Entretanto, o poder de expor na rede intimidades que outrora se restringiam à escritos em diários (trancados por cadeados, diga-se de passagem) trouxe consequências que o ordenamento jurídico brasileiro ainda não foi capaz de disciplinar, criando danos à honra dificilmente revertidos, diante da rapidez com que as informações se propagam. De acordo com o levantamento da Digital in 2018, no Facebook, há mais de 2 bilhões de usuários ativos e no Instagram mais de 1 bilhão de usuários, entre eles inúmeros perfis pessoais e páginas responsáveis pelo estímulo ao linchamento virtual e exposição da intimidade alheia.

Portanto, é difícil manter-se alheio ao mundo virtual devido à crescente facilidade ao acesso das tecnologias aliada a uma oportunidade de liberdade de expressão a qual nunca existiu antes. A internet permite que qualquer pessoa publique atos que vão dos mais irrelevantes até aqueles que podem ferir a honra de terceiro e que, por isso, ensejam responsabilização jurídica. Neste contexto de fluidez de informações, o direito ao esquecimento virtual, anteriormente pleiteado especialmente por famosos (vide o célebre caso "Xuxa vs. Google") tornou-se um instituto acessível também ao cidadão anônimo vítima de fake news ou linchamento virtual que requeira o esquecimento de fatos a seu respeito.

O direito ao esquecimento ou também denominado "direito de ser deixado em paz", ou ainda "the right to be let alone" na língua inglesa consiste na prerrogativa que o indivíduo possui de não permitir que a exposição de fatos ocorridos em algum momento de sua vida lhe cause sofrimento na atualidade. Isso significa que é indiferente a discussão da veracidade do fato, bastando apenas prejuízo ao titular para que seja requerido o esquecimento. Deve-se atentar ainda, que o direito ao esquecimento diverge do direito à privacidade, visto que este último aborda fatos contemporâneos e não passados do indivíduo.
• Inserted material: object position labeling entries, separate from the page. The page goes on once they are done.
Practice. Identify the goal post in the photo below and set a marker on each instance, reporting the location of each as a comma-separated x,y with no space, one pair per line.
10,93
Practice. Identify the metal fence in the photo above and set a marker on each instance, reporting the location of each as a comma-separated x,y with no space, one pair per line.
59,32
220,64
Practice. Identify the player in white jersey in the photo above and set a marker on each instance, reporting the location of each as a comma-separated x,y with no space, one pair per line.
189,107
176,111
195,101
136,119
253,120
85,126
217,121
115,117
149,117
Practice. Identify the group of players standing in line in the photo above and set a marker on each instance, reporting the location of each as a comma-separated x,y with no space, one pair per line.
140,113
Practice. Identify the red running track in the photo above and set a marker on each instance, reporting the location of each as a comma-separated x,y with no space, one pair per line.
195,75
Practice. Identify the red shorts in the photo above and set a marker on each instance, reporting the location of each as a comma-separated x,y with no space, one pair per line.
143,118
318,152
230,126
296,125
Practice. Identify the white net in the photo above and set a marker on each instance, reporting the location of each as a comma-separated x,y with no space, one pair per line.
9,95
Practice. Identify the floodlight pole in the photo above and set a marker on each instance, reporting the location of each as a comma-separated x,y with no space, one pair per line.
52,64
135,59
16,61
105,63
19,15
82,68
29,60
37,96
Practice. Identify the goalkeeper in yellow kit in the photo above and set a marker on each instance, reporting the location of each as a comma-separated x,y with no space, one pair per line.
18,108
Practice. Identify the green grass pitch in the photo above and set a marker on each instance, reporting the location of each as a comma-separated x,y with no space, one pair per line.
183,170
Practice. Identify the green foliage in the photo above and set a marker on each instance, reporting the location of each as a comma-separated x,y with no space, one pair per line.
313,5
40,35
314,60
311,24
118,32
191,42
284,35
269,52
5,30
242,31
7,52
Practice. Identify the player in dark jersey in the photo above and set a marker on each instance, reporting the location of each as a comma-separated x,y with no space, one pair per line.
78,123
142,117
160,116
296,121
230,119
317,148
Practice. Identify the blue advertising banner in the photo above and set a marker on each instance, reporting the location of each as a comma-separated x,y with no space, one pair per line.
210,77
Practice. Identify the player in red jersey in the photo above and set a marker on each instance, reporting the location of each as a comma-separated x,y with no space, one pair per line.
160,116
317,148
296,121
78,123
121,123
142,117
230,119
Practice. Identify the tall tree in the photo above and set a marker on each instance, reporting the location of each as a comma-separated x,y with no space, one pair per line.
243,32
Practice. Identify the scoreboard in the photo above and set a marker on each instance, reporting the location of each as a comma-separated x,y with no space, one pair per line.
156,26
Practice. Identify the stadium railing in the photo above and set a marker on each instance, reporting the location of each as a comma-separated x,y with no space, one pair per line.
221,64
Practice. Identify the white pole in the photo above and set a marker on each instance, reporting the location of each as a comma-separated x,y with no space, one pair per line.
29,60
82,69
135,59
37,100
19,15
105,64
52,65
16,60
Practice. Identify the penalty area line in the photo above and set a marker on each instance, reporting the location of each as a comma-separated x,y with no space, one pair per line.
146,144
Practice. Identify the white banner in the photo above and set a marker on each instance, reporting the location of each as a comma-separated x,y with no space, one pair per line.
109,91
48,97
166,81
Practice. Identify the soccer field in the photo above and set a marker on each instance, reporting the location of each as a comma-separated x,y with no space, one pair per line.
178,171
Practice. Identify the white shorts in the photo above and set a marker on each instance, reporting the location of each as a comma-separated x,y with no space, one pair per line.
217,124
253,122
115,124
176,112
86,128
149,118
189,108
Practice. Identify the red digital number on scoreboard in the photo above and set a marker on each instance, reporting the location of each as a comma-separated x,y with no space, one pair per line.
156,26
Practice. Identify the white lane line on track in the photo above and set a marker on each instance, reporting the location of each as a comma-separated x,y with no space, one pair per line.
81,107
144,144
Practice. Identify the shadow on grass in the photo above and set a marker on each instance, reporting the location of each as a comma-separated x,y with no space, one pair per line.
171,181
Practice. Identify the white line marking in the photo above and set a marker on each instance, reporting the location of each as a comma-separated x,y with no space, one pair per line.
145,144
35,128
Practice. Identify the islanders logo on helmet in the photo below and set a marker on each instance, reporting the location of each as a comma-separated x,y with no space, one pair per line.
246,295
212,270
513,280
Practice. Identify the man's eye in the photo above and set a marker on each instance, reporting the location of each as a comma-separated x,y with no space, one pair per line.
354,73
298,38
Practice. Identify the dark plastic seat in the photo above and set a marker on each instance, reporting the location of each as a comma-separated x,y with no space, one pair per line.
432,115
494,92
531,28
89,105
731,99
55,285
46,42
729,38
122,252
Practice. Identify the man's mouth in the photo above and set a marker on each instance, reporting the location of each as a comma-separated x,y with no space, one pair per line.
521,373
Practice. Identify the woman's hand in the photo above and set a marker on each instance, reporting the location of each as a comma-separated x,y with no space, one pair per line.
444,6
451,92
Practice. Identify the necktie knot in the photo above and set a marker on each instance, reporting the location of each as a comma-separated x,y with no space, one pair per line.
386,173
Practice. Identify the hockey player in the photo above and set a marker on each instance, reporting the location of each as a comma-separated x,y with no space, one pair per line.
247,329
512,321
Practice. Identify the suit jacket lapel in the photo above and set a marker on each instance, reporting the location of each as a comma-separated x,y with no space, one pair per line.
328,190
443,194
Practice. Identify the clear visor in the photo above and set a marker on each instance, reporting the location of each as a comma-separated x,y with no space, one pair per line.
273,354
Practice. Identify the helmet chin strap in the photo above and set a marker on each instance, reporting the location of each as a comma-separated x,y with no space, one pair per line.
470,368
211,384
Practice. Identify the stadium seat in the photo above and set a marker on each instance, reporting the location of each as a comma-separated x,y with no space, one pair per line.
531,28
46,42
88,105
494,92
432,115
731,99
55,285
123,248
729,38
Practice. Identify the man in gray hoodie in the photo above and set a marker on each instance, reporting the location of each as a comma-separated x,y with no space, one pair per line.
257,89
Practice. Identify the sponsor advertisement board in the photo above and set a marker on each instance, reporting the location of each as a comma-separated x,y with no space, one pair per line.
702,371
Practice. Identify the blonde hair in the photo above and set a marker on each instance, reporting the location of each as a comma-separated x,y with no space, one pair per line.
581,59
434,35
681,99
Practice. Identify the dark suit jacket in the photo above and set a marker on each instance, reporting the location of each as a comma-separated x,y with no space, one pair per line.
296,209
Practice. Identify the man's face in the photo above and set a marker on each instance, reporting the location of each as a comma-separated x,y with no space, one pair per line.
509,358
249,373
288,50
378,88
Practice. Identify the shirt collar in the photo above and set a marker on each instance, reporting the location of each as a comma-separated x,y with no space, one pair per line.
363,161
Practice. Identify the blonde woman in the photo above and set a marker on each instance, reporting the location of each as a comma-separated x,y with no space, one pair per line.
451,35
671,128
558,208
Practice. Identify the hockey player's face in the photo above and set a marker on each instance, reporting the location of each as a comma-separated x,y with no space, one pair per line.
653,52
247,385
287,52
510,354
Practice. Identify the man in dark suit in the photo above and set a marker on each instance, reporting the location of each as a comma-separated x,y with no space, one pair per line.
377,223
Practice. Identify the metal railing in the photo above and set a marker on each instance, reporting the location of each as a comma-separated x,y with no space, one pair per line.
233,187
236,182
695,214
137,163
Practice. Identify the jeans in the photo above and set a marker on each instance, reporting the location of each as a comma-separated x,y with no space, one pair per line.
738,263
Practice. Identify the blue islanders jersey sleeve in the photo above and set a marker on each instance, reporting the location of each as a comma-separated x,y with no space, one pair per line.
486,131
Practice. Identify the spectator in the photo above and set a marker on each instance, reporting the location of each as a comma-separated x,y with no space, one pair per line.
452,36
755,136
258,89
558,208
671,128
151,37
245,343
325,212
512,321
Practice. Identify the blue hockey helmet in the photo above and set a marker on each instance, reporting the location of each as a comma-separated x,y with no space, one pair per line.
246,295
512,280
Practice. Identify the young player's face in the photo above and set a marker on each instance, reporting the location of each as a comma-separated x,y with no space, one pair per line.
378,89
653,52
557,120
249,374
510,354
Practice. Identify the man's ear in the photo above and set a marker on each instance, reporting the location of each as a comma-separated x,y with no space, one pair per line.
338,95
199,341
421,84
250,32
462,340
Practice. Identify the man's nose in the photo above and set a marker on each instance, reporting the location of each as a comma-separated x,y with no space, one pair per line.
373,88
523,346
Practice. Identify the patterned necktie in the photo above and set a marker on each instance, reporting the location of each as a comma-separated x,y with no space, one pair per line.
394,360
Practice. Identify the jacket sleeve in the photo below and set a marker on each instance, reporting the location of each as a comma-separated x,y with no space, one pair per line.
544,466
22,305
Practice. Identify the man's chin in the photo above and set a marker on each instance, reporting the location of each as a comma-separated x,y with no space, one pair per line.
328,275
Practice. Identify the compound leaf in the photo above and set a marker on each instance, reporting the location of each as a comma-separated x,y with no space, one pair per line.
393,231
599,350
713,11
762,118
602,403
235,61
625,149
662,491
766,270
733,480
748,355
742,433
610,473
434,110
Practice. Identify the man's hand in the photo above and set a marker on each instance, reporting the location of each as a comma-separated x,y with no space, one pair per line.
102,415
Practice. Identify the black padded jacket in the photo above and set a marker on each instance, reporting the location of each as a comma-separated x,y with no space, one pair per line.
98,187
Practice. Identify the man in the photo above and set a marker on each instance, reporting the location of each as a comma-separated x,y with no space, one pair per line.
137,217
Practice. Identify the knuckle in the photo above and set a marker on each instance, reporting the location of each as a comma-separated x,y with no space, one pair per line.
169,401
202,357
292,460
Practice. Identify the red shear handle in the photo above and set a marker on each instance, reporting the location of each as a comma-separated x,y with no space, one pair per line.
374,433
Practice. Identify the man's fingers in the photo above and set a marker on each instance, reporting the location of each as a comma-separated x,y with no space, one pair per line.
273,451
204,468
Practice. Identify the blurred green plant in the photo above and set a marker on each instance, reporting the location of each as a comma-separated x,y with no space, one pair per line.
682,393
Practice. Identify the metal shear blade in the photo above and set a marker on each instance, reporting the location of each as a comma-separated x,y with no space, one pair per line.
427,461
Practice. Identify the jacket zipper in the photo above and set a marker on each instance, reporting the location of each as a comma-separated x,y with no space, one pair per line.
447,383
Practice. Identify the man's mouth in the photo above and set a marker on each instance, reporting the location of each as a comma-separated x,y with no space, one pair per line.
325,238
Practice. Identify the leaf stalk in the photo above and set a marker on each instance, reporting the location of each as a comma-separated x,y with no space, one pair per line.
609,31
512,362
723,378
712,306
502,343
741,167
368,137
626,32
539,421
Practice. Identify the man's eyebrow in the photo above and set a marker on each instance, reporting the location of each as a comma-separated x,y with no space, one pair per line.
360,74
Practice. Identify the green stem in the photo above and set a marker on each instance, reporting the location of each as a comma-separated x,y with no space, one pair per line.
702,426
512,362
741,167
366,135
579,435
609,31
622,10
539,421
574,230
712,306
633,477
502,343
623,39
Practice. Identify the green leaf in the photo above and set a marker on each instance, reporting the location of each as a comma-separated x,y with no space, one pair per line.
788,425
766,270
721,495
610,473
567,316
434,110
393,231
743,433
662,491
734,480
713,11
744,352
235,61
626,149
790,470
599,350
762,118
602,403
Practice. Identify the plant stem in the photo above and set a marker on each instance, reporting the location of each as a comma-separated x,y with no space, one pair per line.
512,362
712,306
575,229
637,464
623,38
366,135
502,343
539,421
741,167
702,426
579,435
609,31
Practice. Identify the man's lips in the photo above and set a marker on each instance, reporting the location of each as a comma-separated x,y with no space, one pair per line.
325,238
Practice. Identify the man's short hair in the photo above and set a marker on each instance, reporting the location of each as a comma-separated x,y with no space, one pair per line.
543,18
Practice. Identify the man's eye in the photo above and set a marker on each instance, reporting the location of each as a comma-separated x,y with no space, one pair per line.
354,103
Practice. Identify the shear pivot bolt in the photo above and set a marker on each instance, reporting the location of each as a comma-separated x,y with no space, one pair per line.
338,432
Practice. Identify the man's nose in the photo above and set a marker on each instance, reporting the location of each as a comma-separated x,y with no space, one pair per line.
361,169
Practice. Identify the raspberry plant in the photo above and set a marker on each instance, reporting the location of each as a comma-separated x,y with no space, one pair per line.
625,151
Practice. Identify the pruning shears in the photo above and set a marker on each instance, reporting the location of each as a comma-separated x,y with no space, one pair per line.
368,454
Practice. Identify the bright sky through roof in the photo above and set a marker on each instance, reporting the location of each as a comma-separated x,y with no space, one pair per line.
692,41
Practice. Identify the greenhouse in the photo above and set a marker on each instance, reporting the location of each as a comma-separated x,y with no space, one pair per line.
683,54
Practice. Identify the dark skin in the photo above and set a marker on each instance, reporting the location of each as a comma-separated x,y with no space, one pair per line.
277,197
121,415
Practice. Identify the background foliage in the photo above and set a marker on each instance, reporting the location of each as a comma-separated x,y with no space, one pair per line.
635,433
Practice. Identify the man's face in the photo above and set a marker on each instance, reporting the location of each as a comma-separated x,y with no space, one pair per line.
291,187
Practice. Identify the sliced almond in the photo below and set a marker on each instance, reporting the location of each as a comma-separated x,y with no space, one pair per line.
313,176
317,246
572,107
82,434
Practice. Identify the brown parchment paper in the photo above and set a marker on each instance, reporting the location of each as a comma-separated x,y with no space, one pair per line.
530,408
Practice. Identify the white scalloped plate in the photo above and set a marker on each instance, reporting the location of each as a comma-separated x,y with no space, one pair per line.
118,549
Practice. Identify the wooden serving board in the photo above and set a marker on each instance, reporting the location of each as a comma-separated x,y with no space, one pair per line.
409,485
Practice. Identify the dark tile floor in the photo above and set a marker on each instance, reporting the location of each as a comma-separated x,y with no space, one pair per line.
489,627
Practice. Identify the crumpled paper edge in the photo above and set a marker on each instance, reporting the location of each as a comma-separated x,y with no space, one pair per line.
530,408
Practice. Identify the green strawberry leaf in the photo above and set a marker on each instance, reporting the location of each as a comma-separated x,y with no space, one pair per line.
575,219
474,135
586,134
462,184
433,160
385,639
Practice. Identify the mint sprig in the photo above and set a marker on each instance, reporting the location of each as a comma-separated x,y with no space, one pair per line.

Na esfera penal há um tipo de direito ao esquecimento previsto no artigo 202 da lei de Execução Penal (lei 7.210/84). Trata-se do instituto da reabilitação criminal que consiste na ocultação em atestados e certidões dos antecedentes criminais de sentenciados que já cumpriram condenação, visto que a exposição desses dados, inegavelmente, traz inúmeros prejuízos para a ressocialização do ex-detento. O artigo supramencionado possui a seguinte redação:

"Art. 202. Cumprida ou extinta a pena, não constarão da folha corrida, atestados ou certidões fornecidas por autoridade policial ou por auxiliares da Justiça, qualquer notícia ou referência à condenação, salvo para instruir processo pela prática de nova infração penal ou outros casos expressos em lei."

Como observado, o instituto da reabilitação criminal limita-se apenas a ocultar referências a condenações em atestados e certidões, ou seja, esse mecanismo não alcança outras áreas da vida do indivíduo, tal como a virtual. Sendo assim, no contexto de uma sociedade informatizada, a não ocultação desses dados em páginas de internet e redes sociais traz danos severos a aquele que já cumpriu sua parcela com a Justiça.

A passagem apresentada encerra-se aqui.